ScreenSeg: On-Device Screenshot Layout Analysis
This provides an on-device solution for screenshot analysis, enabling applications like smart editing and content extraction, but it is incremental as it builds on existing layout analysis methods with optimizations for mobile deployment.
The paper tackles the problem of hierarchical layout analysis for screenshots on resource-constrained devices, achieving an average precision of about 0.95 with a latency of around 200ms on a Samsung Galaxy S10 for 1080p screenshots.

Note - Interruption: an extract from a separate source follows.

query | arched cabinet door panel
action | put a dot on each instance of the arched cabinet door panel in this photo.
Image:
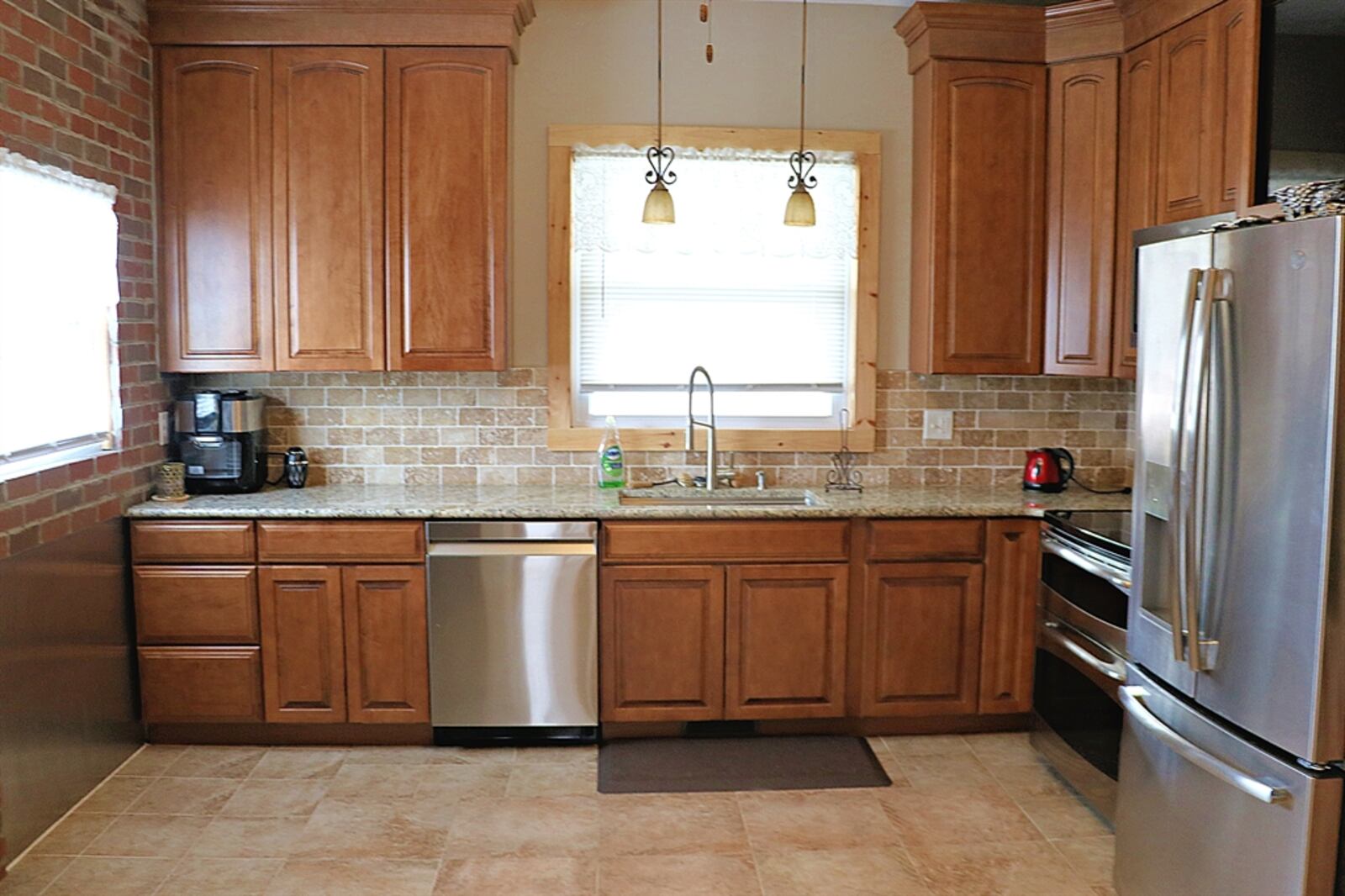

We propose a novel end-to-end solution that performs a Hierarchical Layout Analysis of screenshots and document images on resource constrained devices like mobilephones. Our approach segments entities like Grid, Image, Text and Icon blocks occurring in a screenshot. We provide an option for smart editing by auto highlighting these entities for saving or sharing. Further this multi-level layout analysis of screenshots has many use cases including content extraction, keyword-based image search, style transfer, etc. We have addressed the limitations of known baseline approaches, supported a wide variety of semantically complex screenshots, and developed an approach which is highly optimized for on-device deployment. In addition, we present a novel weighted NMS technique for filtering object proposals. We achieve an average precision of about 0.95 with a latency of around 200ms on Samsung Galaxy S10 Device for a screenshot of 1080p resolution. The solution pipeline is already commercialized in Samsung Device applications i.e. Samsung Capture, Smart Crop, My Filter in Camera Application, Bixby Touch.